In the interior, the mountains and forests buffer the temperatures… slightly. We still felt uncomfortably humid, all the time. Don’t expect air conditioning either! If you’re headed to the rainforest, make sure to pack all long sleeves and long pants – you can find our Amazon packing list here.
Like other tropical destinations, Guyana experiences two main seasons: wet and dry. Visit from October to April to avoid the downpours. Visit during the wet season from May to September if you wish to go birding.
Guyana was the first country we visited where we needed a vaccination for yellow fever. Make sure to get this before you visit, as some airlines require proof on boarding.
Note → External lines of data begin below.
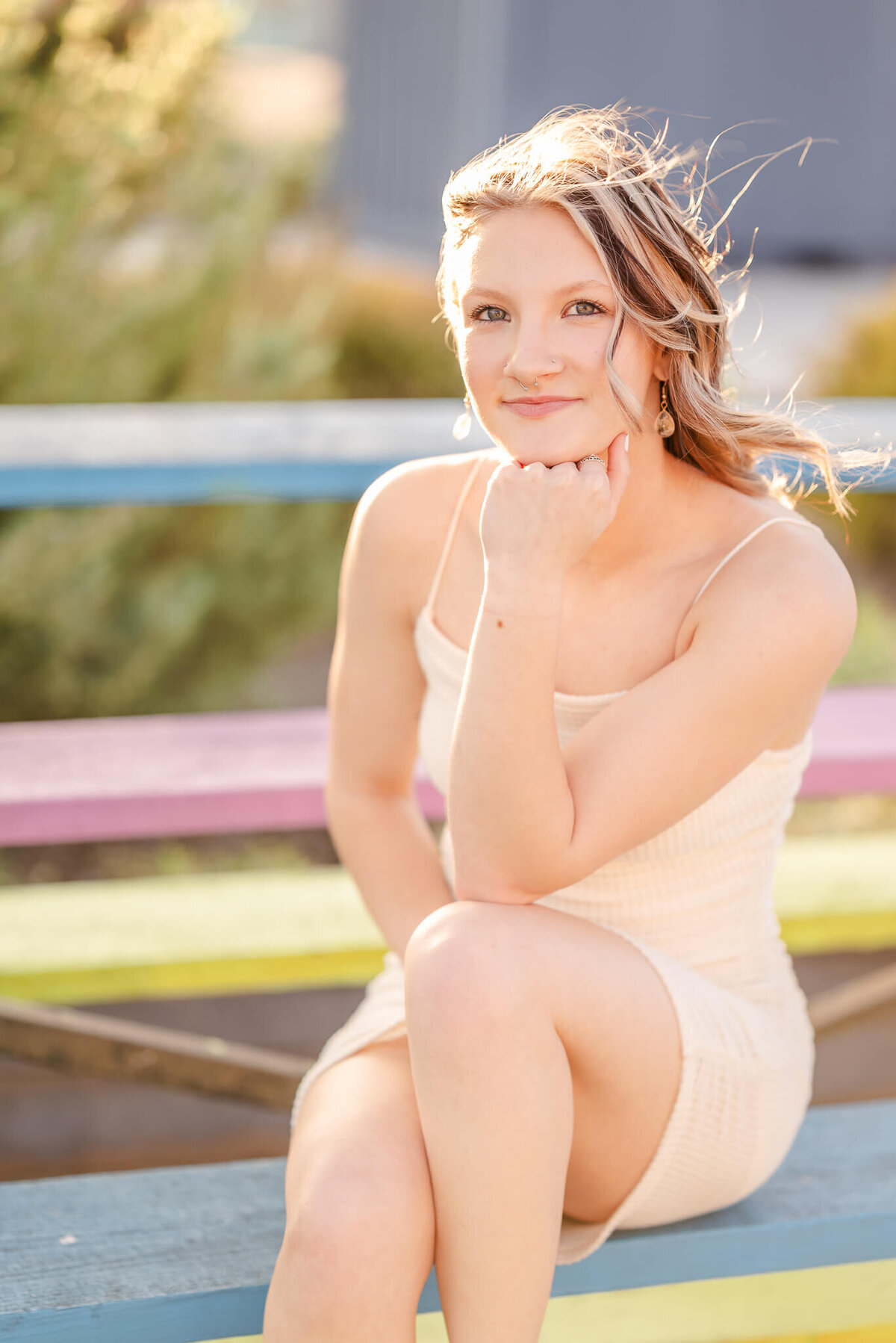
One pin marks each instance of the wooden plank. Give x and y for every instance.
(210, 932)
(837, 892)
(855, 998)
(245, 931)
(87, 779)
(695, 1312)
(139, 1240)
(105, 1046)
(175, 452)
(853, 742)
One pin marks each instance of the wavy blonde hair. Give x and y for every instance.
(660, 259)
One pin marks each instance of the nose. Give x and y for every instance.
(528, 365)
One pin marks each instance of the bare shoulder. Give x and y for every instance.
(405, 515)
(788, 579)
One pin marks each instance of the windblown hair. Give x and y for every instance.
(662, 262)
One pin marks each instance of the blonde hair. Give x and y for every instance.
(660, 259)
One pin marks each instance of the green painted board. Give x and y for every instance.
(250, 931)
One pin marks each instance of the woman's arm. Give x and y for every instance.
(529, 817)
(374, 698)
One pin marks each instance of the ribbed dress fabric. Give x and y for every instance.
(697, 902)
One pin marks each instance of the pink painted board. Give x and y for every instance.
(228, 772)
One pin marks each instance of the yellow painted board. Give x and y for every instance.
(837, 892)
(847, 1303)
(250, 931)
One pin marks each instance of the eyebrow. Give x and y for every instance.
(576, 284)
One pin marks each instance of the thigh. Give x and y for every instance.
(609, 1006)
(356, 1153)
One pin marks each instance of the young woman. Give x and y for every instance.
(608, 634)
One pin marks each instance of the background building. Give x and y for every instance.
(432, 82)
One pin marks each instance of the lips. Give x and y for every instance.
(541, 406)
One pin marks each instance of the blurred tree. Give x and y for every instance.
(134, 246)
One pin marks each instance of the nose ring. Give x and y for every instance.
(523, 385)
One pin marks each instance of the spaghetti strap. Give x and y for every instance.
(798, 521)
(449, 538)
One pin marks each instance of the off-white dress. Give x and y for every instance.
(697, 902)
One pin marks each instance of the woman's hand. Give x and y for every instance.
(543, 518)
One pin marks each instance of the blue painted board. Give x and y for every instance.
(180, 453)
(143, 1238)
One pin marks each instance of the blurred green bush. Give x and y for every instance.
(864, 365)
(134, 244)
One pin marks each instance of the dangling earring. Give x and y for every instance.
(464, 421)
(664, 424)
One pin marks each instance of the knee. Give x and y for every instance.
(465, 961)
(343, 1218)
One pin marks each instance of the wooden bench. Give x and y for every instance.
(237, 772)
(181, 1255)
(186, 1253)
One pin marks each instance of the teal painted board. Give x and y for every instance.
(220, 483)
(187, 453)
(143, 1237)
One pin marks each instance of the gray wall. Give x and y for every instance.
(432, 82)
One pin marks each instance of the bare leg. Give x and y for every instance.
(359, 1209)
(494, 1097)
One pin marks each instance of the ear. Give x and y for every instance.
(662, 365)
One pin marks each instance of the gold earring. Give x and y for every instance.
(664, 424)
(464, 421)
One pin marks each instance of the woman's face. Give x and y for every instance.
(535, 303)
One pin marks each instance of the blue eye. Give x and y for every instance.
(494, 308)
(484, 308)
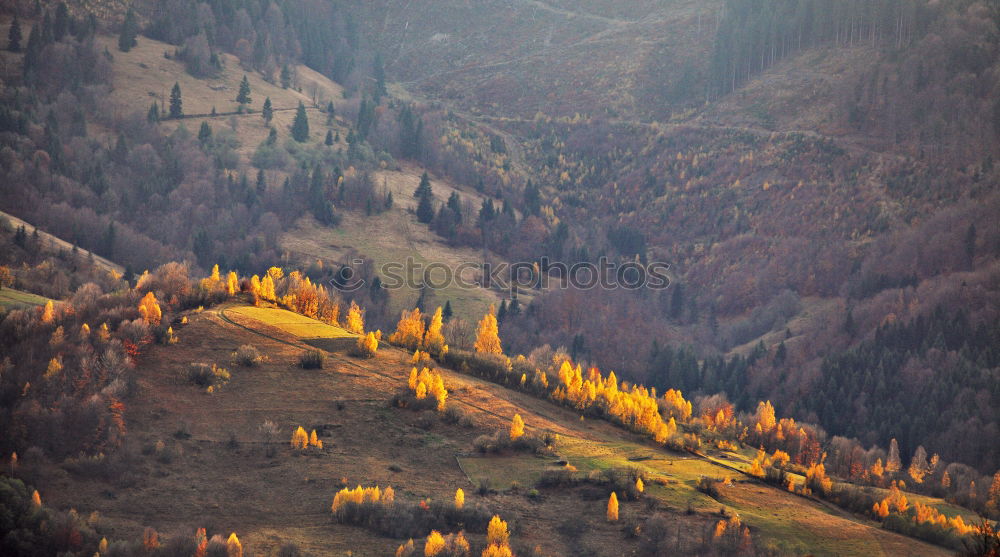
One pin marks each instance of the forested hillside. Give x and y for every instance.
(819, 175)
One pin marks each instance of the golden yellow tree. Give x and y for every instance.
(435, 544)
(434, 341)
(149, 309)
(104, 333)
(488, 334)
(232, 283)
(213, 281)
(516, 427)
(496, 532)
(300, 439)
(355, 320)
(367, 345)
(233, 546)
(267, 289)
(48, 312)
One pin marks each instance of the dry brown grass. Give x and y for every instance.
(270, 500)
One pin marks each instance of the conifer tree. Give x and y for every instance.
(130, 29)
(176, 103)
(892, 462)
(204, 132)
(243, 96)
(14, 35)
(300, 126)
(267, 112)
(286, 77)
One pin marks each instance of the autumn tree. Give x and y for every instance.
(355, 319)
(232, 283)
(434, 341)
(496, 532)
(488, 334)
(367, 345)
(149, 309)
(300, 439)
(434, 545)
(48, 312)
(233, 546)
(613, 507)
(516, 427)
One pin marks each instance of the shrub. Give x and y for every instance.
(312, 359)
(247, 355)
(708, 486)
(378, 511)
(366, 347)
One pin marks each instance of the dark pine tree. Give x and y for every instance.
(205, 132)
(300, 126)
(14, 36)
(61, 24)
(176, 104)
(286, 77)
(267, 112)
(455, 204)
(130, 29)
(424, 188)
(243, 97)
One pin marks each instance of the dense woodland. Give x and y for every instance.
(759, 227)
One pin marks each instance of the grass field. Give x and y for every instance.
(291, 323)
(219, 475)
(395, 236)
(12, 299)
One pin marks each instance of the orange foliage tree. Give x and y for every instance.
(613, 507)
(149, 309)
(355, 320)
(488, 334)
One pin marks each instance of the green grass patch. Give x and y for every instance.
(13, 299)
(293, 323)
(501, 472)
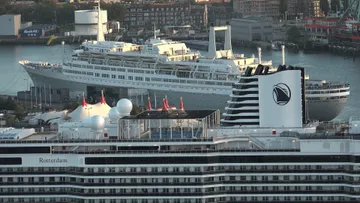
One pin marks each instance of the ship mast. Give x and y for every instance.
(100, 34)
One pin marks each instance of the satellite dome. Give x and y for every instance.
(97, 123)
(124, 106)
(114, 114)
(87, 122)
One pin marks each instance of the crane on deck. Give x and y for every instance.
(350, 10)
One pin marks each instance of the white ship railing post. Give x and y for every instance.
(283, 54)
(49, 94)
(259, 53)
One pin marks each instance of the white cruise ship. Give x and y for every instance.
(186, 156)
(169, 68)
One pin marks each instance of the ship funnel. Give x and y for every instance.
(102, 101)
(181, 105)
(212, 42)
(165, 108)
(100, 30)
(166, 101)
(283, 54)
(227, 45)
(83, 102)
(259, 53)
(149, 104)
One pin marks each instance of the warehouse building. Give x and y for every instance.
(38, 31)
(86, 22)
(10, 25)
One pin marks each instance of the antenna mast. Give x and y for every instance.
(100, 34)
(154, 31)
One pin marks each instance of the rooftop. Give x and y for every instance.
(172, 114)
(15, 134)
(41, 26)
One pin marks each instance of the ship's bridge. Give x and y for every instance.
(171, 124)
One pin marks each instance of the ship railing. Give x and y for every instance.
(64, 141)
(228, 150)
(327, 86)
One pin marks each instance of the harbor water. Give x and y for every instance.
(322, 66)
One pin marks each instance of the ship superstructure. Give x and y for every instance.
(186, 156)
(164, 67)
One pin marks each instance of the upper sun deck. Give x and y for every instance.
(322, 84)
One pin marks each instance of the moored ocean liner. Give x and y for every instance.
(163, 67)
(172, 155)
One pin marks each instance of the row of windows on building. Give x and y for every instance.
(183, 200)
(185, 169)
(182, 191)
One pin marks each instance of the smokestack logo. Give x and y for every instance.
(281, 94)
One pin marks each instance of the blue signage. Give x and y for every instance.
(31, 33)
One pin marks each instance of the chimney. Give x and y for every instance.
(83, 102)
(149, 104)
(166, 101)
(181, 105)
(102, 101)
(165, 108)
(212, 42)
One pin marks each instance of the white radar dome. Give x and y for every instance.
(124, 106)
(97, 123)
(114, 114)
(87, 122)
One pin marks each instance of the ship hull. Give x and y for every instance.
(323, 110)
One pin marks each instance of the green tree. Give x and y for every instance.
(293, 35)
(283, 6)
(324, 6)
(335, 5)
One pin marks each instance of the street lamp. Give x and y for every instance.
(25, 92)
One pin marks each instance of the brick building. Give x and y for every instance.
(140, 16)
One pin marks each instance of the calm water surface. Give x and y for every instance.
(322, 66)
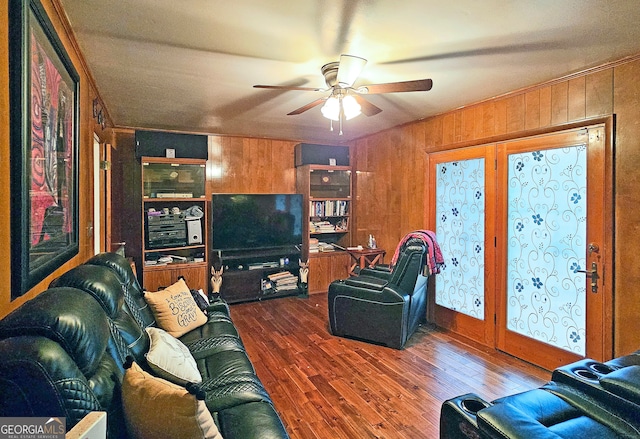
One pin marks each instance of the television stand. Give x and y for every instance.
(257, 274)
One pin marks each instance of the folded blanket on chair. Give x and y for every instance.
(435, 261)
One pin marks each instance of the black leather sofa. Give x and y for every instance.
(585, 399)
(62, 354)
(382, 306)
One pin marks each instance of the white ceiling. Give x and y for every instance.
(190, 65)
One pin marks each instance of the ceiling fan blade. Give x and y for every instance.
(285, 87)
(397, 87)
(367, 108)
(309, 106)
(349, 69)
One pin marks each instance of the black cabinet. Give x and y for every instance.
(257, 274)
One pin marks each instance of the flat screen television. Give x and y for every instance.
(249, 221)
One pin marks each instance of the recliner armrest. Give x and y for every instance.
(624, 382)
(368, 282)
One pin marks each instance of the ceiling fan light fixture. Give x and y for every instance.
(331, 108)
(350, 107)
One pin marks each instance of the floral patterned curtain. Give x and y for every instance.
(547, 210)
(460, 210)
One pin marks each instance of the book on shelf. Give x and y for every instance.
(283, 281)
(328, 208)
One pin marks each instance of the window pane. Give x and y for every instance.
(546, 239)
(460, 196)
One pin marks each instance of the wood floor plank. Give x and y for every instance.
(330, 387)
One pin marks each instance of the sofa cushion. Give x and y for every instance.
(170, 359)
(155, 408)
(175, 310)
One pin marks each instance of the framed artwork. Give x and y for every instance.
(43, 93)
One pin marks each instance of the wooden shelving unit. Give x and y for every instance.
(327, 207)
(174, 218)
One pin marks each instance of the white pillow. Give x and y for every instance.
(170, 359)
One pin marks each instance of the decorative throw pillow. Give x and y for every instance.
(175, 310)
(170, 359)
(154, 408)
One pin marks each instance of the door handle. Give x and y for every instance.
(593, 275)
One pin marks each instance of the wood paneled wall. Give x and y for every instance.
(391, 171)
(248, 165)
(88, 127)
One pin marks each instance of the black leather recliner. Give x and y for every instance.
(583, 399)
(383, 307)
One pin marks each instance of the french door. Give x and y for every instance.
(546, 246)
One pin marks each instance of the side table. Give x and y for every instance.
(365, 258)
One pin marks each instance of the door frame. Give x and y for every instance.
(482, 331)
(458, 324)
(598, 320)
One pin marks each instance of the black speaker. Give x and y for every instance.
(311, 154)
(185, 146)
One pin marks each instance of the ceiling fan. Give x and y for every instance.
(344, 99)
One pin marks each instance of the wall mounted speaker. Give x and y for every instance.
(312, 154)
(184, 146)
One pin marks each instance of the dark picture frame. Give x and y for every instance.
(44, 123)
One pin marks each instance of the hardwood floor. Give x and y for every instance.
(329, 387)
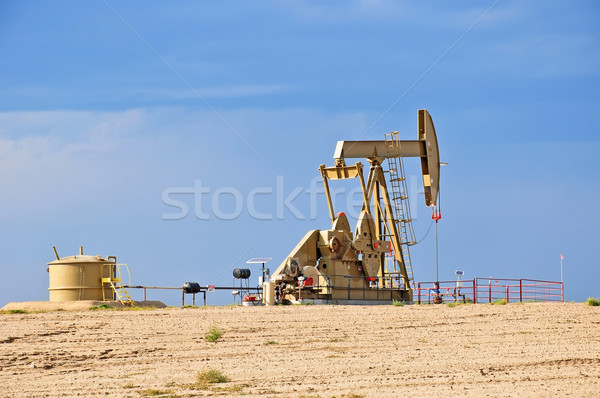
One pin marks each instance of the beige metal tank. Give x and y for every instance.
(79, 277)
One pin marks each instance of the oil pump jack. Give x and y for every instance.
(372, 265)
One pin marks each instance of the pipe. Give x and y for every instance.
(55, 252)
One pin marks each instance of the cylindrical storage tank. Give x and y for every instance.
(269, 293)
(75, 278)
(241, 273)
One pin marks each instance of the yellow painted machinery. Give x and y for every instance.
(371, 265)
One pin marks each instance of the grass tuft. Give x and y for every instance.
(594, 302)
(214, 334)
(155, 393)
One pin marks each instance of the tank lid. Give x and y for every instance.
(80, 259)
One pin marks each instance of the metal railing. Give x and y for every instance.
(488, 290)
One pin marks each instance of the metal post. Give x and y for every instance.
(520, 290)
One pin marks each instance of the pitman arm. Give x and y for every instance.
(426, 148)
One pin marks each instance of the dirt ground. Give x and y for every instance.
(520, 350)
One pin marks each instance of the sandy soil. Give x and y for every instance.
(537, 350)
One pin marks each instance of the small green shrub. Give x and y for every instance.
(594, 302)
(211, 376)
(153, 393)
(214, 334)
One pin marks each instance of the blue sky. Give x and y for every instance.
(103, 109)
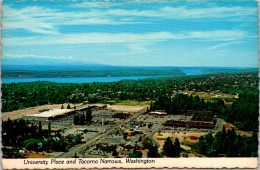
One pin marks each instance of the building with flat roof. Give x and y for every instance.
(49, 115)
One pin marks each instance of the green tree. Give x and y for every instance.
(153, 151)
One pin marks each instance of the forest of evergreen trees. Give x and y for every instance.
(227, 144)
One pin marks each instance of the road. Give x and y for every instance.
(80, 147)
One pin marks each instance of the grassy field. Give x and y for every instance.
(126, 102)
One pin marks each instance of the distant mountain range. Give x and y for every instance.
(97, 70)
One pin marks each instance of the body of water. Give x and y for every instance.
(76, 79)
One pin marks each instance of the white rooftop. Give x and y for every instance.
(51, 113)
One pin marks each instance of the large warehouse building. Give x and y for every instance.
(50, 114)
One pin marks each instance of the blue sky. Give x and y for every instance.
(131, 33)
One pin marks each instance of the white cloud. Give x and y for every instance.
(83, 38)
(33, 56)
(96, 4)
(47, 21)
(223, 44)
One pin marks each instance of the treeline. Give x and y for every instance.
(23, 134)
(91, 73)
(227, 144)
(22, 95)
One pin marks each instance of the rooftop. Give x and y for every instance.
(52, 113)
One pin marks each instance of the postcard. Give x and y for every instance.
(129, 84)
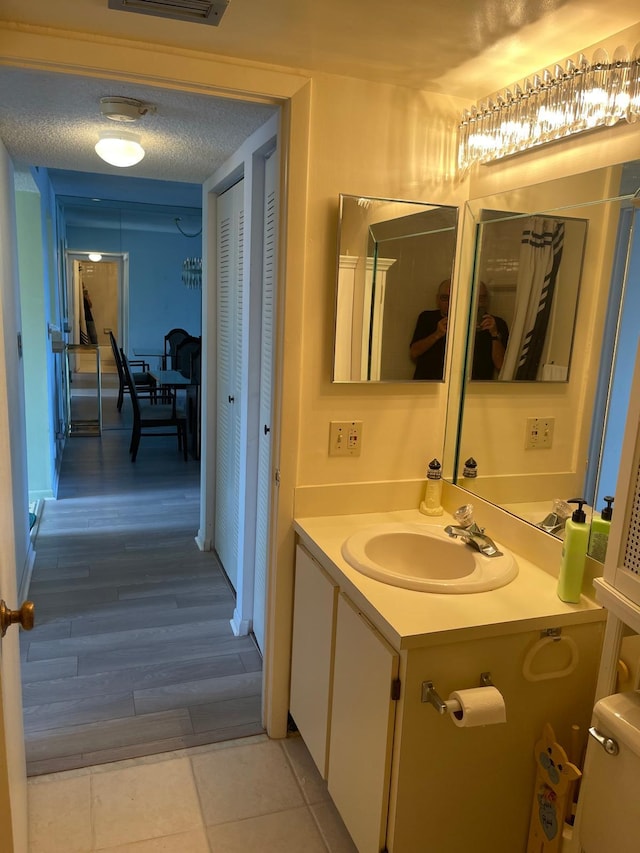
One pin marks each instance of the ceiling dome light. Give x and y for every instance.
(119, 148)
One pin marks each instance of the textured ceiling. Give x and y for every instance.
(461, 47)
(53, 120)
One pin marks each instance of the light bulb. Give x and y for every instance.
(119, 148)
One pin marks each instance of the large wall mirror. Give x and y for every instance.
(393, 257)
(538, 442)
(528, 271)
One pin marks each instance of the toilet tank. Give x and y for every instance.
(610, 816)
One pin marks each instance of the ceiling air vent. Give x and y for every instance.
(197, 11)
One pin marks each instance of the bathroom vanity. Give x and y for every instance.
(405, 778)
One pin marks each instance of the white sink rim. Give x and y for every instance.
(481, 573)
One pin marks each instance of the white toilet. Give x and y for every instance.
(609, 810)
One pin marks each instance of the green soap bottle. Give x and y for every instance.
(600, 529)
(574, 554)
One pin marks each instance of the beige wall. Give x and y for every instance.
(369, 140)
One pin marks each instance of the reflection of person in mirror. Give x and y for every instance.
(492, 334)
(88, 317)
(430, 336)
(428, 344)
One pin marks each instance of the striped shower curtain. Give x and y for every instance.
(540, 257)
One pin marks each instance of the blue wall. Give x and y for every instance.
(158, 301)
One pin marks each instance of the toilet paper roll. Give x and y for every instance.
(478, 706)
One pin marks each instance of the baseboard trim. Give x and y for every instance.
(239, 626)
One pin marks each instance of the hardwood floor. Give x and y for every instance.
(132, 652)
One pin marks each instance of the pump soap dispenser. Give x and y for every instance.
(432, 503)
(574, 554)
(600, 528)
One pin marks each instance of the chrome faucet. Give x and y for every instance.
(470, 533)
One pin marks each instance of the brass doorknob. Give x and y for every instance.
(25, 616)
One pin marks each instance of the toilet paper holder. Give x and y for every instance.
(430, 695)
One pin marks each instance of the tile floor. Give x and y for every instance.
(253, 795)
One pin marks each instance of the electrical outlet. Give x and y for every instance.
(345, 438)
(539, 433)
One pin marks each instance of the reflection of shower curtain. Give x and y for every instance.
(540, 257)
(84, 334)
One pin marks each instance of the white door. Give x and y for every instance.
(263, 491)
(230, 295)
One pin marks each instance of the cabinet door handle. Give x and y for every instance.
(609, 745)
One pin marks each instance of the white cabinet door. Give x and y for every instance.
(230, 237)
(362, 721)
(314, 612)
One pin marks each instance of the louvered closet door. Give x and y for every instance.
(266, 384)
(230, 226)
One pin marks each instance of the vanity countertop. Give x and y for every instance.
(409, 619)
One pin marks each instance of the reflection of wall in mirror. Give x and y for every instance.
(493, 428)
(499, 266)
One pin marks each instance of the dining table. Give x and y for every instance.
(175, 381)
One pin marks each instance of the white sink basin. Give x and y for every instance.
(423, 557)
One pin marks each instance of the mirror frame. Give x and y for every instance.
(454, 452)
(366, 277)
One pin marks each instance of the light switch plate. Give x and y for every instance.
(539, 433)
(345, 438)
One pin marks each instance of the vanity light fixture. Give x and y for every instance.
(572, 98)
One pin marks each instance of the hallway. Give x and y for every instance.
(132, 653)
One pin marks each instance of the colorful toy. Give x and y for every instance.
(555, 777)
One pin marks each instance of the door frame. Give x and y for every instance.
(71, 300)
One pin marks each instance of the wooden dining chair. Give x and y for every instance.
(171, 341)
(148, 416)
(188, 360)
(143, 381)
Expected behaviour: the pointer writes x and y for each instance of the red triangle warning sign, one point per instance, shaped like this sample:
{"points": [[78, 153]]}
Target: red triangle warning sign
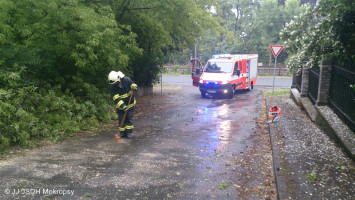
{"points": [[276, 49]]}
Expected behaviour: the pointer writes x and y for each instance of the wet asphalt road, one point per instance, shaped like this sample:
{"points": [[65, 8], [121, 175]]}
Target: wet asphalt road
{"points": [[186, 151]]}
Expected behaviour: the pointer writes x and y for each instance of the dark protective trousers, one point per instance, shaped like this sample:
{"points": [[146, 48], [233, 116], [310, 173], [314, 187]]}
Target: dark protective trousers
{"points": [[127, 126]]}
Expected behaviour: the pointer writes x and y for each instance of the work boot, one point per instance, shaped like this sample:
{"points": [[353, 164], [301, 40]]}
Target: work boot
{"points": [[129, 135], [123, 134]]}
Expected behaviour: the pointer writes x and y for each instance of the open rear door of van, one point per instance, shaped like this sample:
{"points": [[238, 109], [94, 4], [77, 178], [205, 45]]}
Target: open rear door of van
{"points": [[196, 70]]}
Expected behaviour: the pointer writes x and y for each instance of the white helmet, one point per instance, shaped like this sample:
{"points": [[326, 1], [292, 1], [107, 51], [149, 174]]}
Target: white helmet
{"points": [[113, 77], [120, 74]]}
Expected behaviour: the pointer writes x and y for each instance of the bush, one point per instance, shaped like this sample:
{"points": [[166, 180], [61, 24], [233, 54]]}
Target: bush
{"points": [[29, 113]]}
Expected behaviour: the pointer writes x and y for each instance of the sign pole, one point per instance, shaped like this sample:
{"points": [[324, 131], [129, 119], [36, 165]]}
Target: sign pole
{"points": [[273, 84], [275, 49]]}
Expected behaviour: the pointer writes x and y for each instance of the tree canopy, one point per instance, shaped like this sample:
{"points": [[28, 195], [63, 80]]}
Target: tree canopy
{"points": [[327, 30]]}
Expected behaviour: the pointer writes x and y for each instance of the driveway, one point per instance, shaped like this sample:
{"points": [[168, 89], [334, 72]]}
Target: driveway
{"points": [[190, 148]]}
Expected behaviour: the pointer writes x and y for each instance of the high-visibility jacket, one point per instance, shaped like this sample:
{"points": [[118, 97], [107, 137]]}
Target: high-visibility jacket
{"points": [[121, 93]]}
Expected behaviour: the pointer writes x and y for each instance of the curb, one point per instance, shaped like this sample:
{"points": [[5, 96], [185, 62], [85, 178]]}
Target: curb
{"points": [[329, 122], [278, 171]]}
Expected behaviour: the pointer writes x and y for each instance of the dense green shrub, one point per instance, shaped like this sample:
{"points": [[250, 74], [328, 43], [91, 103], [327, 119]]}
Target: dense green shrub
{"points": [[29, 112]]}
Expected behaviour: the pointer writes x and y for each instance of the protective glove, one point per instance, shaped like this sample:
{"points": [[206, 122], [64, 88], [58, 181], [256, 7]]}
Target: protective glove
{"points": [[125, 108], [134, 87]]}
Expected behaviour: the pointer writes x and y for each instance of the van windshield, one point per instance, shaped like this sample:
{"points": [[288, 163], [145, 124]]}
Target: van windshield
{"points": [[219, 67]]}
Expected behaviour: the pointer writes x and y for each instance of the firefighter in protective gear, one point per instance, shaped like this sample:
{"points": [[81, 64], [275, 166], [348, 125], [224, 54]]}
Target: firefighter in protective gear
{"points": [[122, 87]]}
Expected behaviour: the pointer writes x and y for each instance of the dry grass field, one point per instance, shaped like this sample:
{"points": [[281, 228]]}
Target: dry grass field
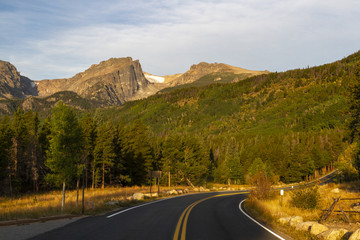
{"points": [[270, 210], [49, 204]]}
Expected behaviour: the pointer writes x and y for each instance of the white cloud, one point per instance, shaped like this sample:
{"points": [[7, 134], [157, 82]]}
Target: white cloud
{"points": [[169, 36]]}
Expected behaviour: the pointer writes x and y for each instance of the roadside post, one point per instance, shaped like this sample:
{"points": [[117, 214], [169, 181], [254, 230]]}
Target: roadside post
{"points": [[157, 175]]}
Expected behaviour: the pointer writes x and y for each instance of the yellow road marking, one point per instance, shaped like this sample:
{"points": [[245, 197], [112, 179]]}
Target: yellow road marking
{"points": [[185, 215]]}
Other immunizations you should get include hepatitis A and B, rabies, typhoid, yellow fever, tetanus and diptheria. We also packed anti-malaria medication and TONS of mosquito repellent – a must if you’re headed to the interior!
And definitely don’t visit Guyana (or anywhere really) without travel insurance. While private hospitals are available in Georgetown, it’s better to be safe than sorry.
The local currency is the Guyana Dollar. It’s pegged to the U.S. dollar and was roughly 210 GYD to 1 USD at the time of our visit.
Major credit cards are accepted at hotels and tour operators in Georgetown. Should you need to exchange cash, the local bank all over the capital seemed to be Socitabank. When we went into the interior, we brought cash.
VAT tax of 14% was added to all our meals and any purchases.